Explication du premier commandement

Qu’est-ce qu’avoir un dieu ? Ou qu’est-ce que Dieu ? Réponse : Un dieu, c’est ce dont on doit attendre tous les biens et en quoi on doit avoir son refuge en toutes détresses, de telle sorte qu’avoir un dieu n’est autre chose que de croire en lui de tout son cœur et, mettre en lui sa confiance. […] Si la foi et la confiance sont justes et vraies, ton Dieu, lui aussi, est vrai, et inversement, là où cette confiance est fausse et injuste, là non plus n’est pas le vrai Dieu. Car foi et dieu sont inséparables. Ce à quoi, dis-je, tu attaches ton cœur et tu te fies est, proprement, ton dieu.

Explication de « Notre Père qui es aux cieux »
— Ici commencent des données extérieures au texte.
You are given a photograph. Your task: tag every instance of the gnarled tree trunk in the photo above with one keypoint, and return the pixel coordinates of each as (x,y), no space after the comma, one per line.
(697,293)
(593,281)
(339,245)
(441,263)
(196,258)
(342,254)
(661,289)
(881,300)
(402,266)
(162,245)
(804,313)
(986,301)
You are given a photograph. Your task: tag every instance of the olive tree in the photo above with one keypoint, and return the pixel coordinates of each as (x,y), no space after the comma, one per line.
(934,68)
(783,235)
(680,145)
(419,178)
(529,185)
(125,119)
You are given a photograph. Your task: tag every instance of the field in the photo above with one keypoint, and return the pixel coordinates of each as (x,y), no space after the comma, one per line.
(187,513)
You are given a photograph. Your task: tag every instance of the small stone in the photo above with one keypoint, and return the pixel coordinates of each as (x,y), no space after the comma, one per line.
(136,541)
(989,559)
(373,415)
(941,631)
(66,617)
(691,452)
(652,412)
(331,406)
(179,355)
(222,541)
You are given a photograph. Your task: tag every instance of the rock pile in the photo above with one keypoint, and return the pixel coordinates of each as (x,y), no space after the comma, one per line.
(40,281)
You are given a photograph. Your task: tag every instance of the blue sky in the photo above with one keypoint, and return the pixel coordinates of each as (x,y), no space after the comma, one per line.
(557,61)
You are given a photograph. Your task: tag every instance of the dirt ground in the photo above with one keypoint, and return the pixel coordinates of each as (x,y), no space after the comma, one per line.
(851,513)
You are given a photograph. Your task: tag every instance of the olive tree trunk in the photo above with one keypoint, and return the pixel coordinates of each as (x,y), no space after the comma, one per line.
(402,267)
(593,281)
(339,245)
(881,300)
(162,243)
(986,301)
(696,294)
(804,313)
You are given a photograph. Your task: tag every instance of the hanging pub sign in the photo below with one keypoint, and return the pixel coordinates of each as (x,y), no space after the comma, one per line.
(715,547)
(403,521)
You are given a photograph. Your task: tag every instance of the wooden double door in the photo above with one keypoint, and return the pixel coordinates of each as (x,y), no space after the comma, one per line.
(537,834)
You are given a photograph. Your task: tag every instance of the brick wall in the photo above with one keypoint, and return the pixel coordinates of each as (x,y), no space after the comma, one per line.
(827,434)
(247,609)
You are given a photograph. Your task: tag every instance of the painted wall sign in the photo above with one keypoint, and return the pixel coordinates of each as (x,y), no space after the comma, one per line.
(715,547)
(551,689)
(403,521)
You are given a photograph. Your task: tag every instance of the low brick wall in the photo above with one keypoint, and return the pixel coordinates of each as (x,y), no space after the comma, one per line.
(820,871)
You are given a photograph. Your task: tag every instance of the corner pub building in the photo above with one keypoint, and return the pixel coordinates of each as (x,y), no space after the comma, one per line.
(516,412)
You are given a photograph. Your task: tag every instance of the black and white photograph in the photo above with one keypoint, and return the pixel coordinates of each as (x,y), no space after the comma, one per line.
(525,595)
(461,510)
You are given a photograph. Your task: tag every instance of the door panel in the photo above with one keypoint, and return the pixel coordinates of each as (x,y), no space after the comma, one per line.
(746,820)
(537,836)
Nous considérons ici la pauvre corbeille à pain de notre corps et des besoins de notre vie temporelle. C’est une parole brève et simple, néanmoins sa portée est très étendue. En effet, quand tu nommes et demande « le pain quotidien », tu demandes tout ce qui doit être là pour avoir ce pain quotidien et pour en jouir, et, inversement, tu pries également contre tout ce qui est entrave à cela. C’est pourquoi, il te faut ouvrir ta pensée et l’étendre non seulement jusqu’au four et à la huche, mais encore jusqu’aux vastes champs et à la campagne tout entière qui produit et nous procure le pain quotidien et des nourritures de toute sortes. […] pour le dire en bref, cette demande comprend tout ce qui est nécessaire à cette vie tout entière en ce monde […] Or, pour vivre, il ne suffit pas que notre corps ait subsistance et couverture [1 Timothée 6,8] et autres choses nécessaires ; il faut encore que parmi les gens avec lesquels nous vivons et que nous fréquentons dans les relations quotidiennes et les affaires de toutes sortes, nous connaissions la tranquillité et la paix. Bref, cette demande comprend tout ce qui concerne, à la fois, la vie de la maison et les relations avec les voisins ou les affaires publiques.